Now this runs through a simulation, and what this is doing is running a fake building with all the good details of glass percentage of a typical building, the schedules, lighting, and so on — all of that to create an hourly load. Before we look any further, I’ve already completed this project, and I created the monthly load profile, and the hourly load profile. Let’s just go ahead and look at the chart here.
So when I talk about hourly loads, there’s the building’s cooling and heating requirements by hour, for every day of the year. We could get into more detail on that — it’s not truly every day of the year, but close enough for our intents and purposes. You can see we hit our 1,000 tons, and this would be in July. We hit our equivalent of 1,000 tons, which is 1200 MBH, in December at the very end of the year.
You can also see that sometimes we have both cooling and heating, but this is what the hourly load profile looks like. You can see each one of these peaks occurs every single day, and then at night, when the building becomes unoccupied, the load drastically reduces for cooling. For heating it even decreases slightly, because we’re probably not ventilating the building as much at night.

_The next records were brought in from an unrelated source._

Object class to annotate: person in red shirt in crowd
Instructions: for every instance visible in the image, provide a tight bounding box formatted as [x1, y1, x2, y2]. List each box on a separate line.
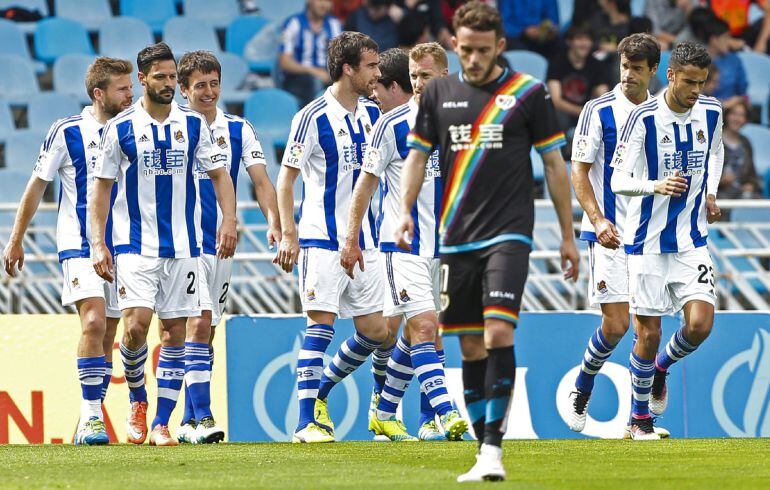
[710, 0, 770, 52]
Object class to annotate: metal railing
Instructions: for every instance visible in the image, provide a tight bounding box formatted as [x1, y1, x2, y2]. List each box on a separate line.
[0, 199, 768, 314]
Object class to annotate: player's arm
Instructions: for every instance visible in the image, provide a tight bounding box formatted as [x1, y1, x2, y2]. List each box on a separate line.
[705, 108, 725, 223]
[754, 1, 770, 52]
[3, 177, 48, 277]
[91, 123, 121, 282]
[242, 123, 281, 247]
[207, 167, 237, 259]
[542, 149, 579, 281]
[546, 80, 583, 117]
[341, 172, 378, 278]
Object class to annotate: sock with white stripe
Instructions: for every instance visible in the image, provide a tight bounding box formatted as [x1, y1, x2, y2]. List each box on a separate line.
[184, 342, 213, 421]
[656, 327, 697, 372]
[78, 356, 106, 422]
[463, 357, 487, 442]
[317, 332, 379, 400]
[376, 336, 413, 420]
[575, 327, 618, 393]
[371, 343, 394, 395]
[630, 352, 655, 420]
[151, 346, 185, 428]
[296, 324, 334, 430]
[419, 349, 446, 426]
[483, 347, 515, 448]
[412, 342, 453, 420]
[101, 361, 113, 402]
[120, 342, 148, 404]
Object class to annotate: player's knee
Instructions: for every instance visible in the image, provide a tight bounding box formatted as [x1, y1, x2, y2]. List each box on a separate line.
[602, 315, 630, 343]
[186, 316, 211, 343]
[685, 318, 712, 345]
[460, 334, 486, 361]
[485, 320, 514, 349]
[636, 325, 661, 348]
[80, 310, 106, 340]
[410, 318, 437, 344]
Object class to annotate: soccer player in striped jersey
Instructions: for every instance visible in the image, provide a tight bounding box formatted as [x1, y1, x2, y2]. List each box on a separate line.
[3, 57, 134, 445]
[566, 34, 659, 433]
[175, 51, 280, 444]
[343, 44, 469, 442]
[609, 41, 723, 440]
[90, 43, 238, 446]
[275, 32, 388, 444]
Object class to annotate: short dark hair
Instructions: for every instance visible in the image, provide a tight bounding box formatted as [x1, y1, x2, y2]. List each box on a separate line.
[452, 1, 504, 39]
[136, 42, 175, 74]
[669, 41, 711, 71]
[565, 23, 592, 41]
[617, 33, 660, 69]
[703, 17, 730, 43]
[327, 31, 379, 82]
[378, 48, 412, 94]
[178, 50, 221, 88]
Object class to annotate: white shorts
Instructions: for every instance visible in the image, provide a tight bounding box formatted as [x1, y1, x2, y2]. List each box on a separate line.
[587, 241, 629, 308]
[298, 247, 384, 319]
[628, 247, 716, 317]
[198, 254, 232, 327]
[382, 252, 440, 320]
[61, 258, 121, 318]
[115, 253, 201, 319]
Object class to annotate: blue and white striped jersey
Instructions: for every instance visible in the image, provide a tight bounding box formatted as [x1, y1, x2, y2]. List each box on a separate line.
[196, 108, 266, 256]
[33, 107, 117, 262]
[572, 84, 651, 242]
[362, 98, 441, 258]
[94, 100, 225, 258]
[610, 92, 724, 254]
[282, 88, 381, 251]
[281, 12, 342, 69]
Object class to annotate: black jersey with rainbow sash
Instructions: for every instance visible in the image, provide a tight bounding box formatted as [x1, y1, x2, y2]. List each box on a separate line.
[407, 68, 566, 253]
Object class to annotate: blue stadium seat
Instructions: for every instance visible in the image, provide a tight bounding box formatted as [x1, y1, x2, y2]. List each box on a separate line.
[219, 52, 250, 104]
[55, 0, 112, 31]
[0, 19, 45, 74]
[5, 130, 46, 172]
[99, 17, 154, 62]
[244, 88, 298, 147]
[0, 98, 15, 143]
[27, 93, 82, 133]
[34, 17, 94, 64]
[657, 50, 671, 87]
[249, 0, 304, 23]
[53, 54, 97, 105]
[736, 52, 770, 125]
[163, 17, 222, 56]
[0, 55, 40, 106]
[120, 0, 177, 34]
[557, 0, 573, 29]
[241, 18, 281, 74]
[503, 50, 548, 81]
[446, 51, 461, 74]
[631, 0, 645, 16]
[184, 0, 239, 29]
[740, 123, 770, 183]
[226, 15, 270, 58]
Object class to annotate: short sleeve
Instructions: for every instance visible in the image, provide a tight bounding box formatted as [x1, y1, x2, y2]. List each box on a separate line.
[610, 110, 646, 175]
[571, 102, 603, 164]
[362, 120, 396, 178]
[32, 124, 67, 182]
[240, 121, 267, 168]
[528, 84, 567, 154]
[94, 121, 121, 180]
[281, 110, 317, 169]
[407, 81, 438, 153]
[196, 120, 226, 173]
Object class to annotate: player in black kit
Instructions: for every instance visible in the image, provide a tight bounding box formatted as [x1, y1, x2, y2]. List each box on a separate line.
[395, 2, 580, 482]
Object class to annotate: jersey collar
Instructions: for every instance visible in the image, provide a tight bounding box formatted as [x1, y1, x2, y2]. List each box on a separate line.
[323, 87, 365, 121]
[80, 105, 103, 130]
[210, 107, 228, 131]
[656, 90, 702, 125]
[612, 83, 651, 110]
[133, 99, 186, 127]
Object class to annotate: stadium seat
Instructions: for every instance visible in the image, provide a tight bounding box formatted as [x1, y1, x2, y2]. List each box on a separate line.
[99, 17, 154, 62]
[557, 0, 573, 29]
[0, 19, 45, 74]
[27, 93, 82, 133]
[446, 51, 461, 73]
[244, 88, 298, 147]
[0, 98, 15, 143]
[249, 0, 304, 23]
[631, 0, 645, 16]
[183, 0, 239, 29]
[504, 50, 548, 81]
[740, 123, 770, 183]
[226, 15, 270, 58]
[219, 52, 250, 104]
[163, 17, 222, 57]
[53, 54, 97, 105]
[4, 130, 46, 172]
[241, 19, 281, 74]
[736, 51, 770, 124]
[55, 0, 112, 31]
[0, 55, 40, 106]
[657, 50, 671, 87]
[120, 0, 177, 34]
[34, 17, 94, 65]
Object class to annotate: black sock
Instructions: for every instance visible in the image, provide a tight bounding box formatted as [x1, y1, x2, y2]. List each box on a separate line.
[462, 357, 488, 446]
[483, 346, 516, 448]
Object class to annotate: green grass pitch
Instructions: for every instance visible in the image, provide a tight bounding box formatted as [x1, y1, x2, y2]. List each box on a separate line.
[1, 439, 769, 489]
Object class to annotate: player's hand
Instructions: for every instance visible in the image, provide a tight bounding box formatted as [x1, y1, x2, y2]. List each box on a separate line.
[216, 217, 238, 259]
[267, 226, 281, 251]
[594, 217, 620, 250]
[560, 239, 580, 282]
[340, 240, 364, 279]
[3, 240, 24, 277]
[92, 242, 114, 283]
[654, 174, 688, 197]
[395, 213, 414, 252]
[274, 235, 299, 273]
[706, 194, 721, 223]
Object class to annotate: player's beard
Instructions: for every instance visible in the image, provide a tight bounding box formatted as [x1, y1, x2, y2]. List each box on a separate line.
[463, 58, 496, 86]
[102, 98, 130, 119]
[147, 85, 175, 105]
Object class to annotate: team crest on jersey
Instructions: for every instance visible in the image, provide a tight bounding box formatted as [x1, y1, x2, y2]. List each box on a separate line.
[217, 135, 228, 149]
[495, 94, 517, 110]
[306, 289, 316, 301]
[71, 278, 79, 288]
[697, 129, 706, 144]
[597, 280, 607, 294]
[119, 286, 126, 299]
[400, 289, 411, 303]
[365, 123, 371, 134]
[175, 130, 185, 143]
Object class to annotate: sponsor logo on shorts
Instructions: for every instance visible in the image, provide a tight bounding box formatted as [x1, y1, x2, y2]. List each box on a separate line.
[399, 289, 411, 303]
[175, 130, 185, 143]
[440, 293, 449, 311]
[119, 286, 127, 299]
[306, 289, 316, 301]
[71, 278, 79, 288]
[489, 290, 516, 301]
[217, 135, 228, 149]
[597, 280, 608, 294]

These are all things that, in a typical whole building energy model, you have to enter all of the details — windows, lights, miscellaneous loads, walls, building size, number of people, ventilation — all of that, to get this data, which is seen by the plan. Chiller plant analyzer says, hey, we understand these patterns, and if we can specify the peaks, we can develop a good enough hourly load profile to evaluate chiller plant options.